Mom's Story

A discussion about Mom's Story and MS…

Archive for the month “February, 2016”

Hearing Loss and MS

Hearing loss is an uncommon symptom of MS. About 6 percent of people who have MS complain of impaired hearing; hearing loss may take place during an acute exacerbation.
In very rare cases, hearing loss has been reported as the first symptom of the disease.
Deafness due to MS is exceedingly rare, and most acute episodes of hearing deficit caused by MS tend to improve.

Hearing loss is usually associated with other symptoms that suggest damage to the brainstem — the part of the nervous system that contains the nerves that help to control vision, hearing, balance and equilibrium.

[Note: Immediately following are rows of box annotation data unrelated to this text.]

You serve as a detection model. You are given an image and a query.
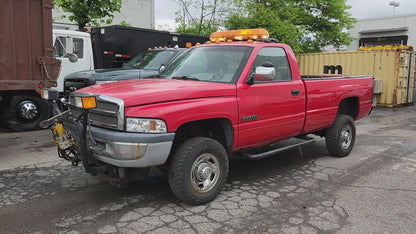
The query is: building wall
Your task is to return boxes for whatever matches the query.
[347,14,416,50]
[52,0,155,30]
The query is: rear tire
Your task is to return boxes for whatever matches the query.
[325,115,355,157]
[168,137,228,205]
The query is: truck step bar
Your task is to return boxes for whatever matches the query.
[239,137,316,160]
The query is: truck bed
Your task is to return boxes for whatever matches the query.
[302,75,373,133]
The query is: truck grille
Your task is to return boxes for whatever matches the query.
[69,93,124,130]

Hearing deficits caused by MS are thought to be due to inflammation and/or scarring around the eighth cranial nerve (the auditory nerve) as it enters the brainstem, although plaques (abnormal areas that develop on nerves whose myelin has been destroyed) at other sites along the auditory pathways could also contribute to hearing problems.

Because hearing deficits are so uncommon in MS, people with MS who do develop hearing loss should have their hearing thoroughly evaluated to rule out other causes.

Finding an audiologist or speech-language therapist:
The American Academy of Audiology provides an online search tool to locate audiologists who are members of the Academy. The American Speech-Language-Hearing Association (ASHA) provides an online search tool to locate certified speech-language pathologists (SLPs) and audiologists.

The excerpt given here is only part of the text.